Boitempo Editorial
- Founded: 1995
- Founder: Ivana Jinkings
- Country of origin: Brazil
- Headquarters location: São Paulo
- Publication types: Books, ebooks
- Nonfiction topics: Marxism, political theory, black feminism, history, economics
- Official website: www.boitempoeditorial.com.br

= Boitempo Editorial =

Brazilian publisher

Boitempo Editorial is an independent Brazilian publishing house, founded in 1995 by Ivana Jinkings, and has established itself as a reference in the humanities and political theory. In addition to publishing classic works by Marx and Engels, the publisher expands its reach through the semiannual journal Margem Esquerda, the YouTube channel TV Boitempo, and the Blog da Boitempo, which offers daily political analysis and essays by contemporary intellectuals. Based in São Paulo, the company maintains its editorial autonomy and is recognized for disseminating critical thought within the academic and cultural landscape of Latin America.

== History ==
Boitempo Editorial is a Brazilian company founded in 1995 by Ivana Jinkings, with its headquarters in São Paulo. The publishing house emerged with the goal of publishing works in the humanities, filling a market niche focused on critical thought in the period following the redemocratization of Brazil. The name of the publishing house is a reference to the title of a book by Carlos Drummond de Andrade and also to the former publishing house of her father, the bookseller and political activist Raimundo Jinkings. In its early years, the company diversified its catalog, but gained significant prominence in 1998 by publishing a commemorative edition marking the 150th anniversary of the Communist Manifesto.

The publisher's growth was consolidated with the launch of the Marx-Engels Collection, a project aimed at translating the complete works of these authors directly from German into Portuguese, employing specialized reviewers and academic footnotes. This technical rigor enabled Boitempo to establish partnerships with various universities and research institutions.
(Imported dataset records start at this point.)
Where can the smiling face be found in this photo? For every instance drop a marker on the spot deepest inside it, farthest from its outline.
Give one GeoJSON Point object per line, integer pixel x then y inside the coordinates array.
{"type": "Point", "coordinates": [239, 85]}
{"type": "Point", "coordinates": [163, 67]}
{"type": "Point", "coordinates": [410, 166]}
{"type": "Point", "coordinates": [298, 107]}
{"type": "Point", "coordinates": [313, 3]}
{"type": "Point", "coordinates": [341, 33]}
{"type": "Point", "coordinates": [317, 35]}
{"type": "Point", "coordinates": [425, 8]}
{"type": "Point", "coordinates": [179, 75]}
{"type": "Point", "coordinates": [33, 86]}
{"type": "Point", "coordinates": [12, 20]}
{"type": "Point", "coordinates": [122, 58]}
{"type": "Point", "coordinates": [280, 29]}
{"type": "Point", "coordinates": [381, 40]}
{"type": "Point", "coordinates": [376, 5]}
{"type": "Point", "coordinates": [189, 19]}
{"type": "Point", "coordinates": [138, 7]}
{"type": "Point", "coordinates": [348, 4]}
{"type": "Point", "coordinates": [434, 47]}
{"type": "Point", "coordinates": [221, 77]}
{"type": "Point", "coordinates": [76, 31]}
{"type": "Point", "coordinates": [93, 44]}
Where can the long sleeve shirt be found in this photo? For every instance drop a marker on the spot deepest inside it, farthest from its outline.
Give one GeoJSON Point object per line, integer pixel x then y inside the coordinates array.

In addition to classics, the publisher expanded its editorial line to include collections such as Mundo do Trabalho ("World of Labor"), coordinated by sociologist Ricardo Antunes, and works by contemporary international theorists, such as geographer David Harvey and philosopher Angela Davis.

Currently, Boitempo maintains a communication structure consisting of the semiannual journal Margem Esquerda, the Blog da Boitempo, and the TV Boitempo YouTube channel, which serves as a platform for disseminating debates and lectures. The publisher remains an independent company and has received several industry awards, such as the Prêmio Jabuti, in the Humanities and Economics categories. With three decades of operation, the institution is recognized for its editorial continuity and for maintaining a catalog focused on the political and sociological analysis of Brazilian and international reality.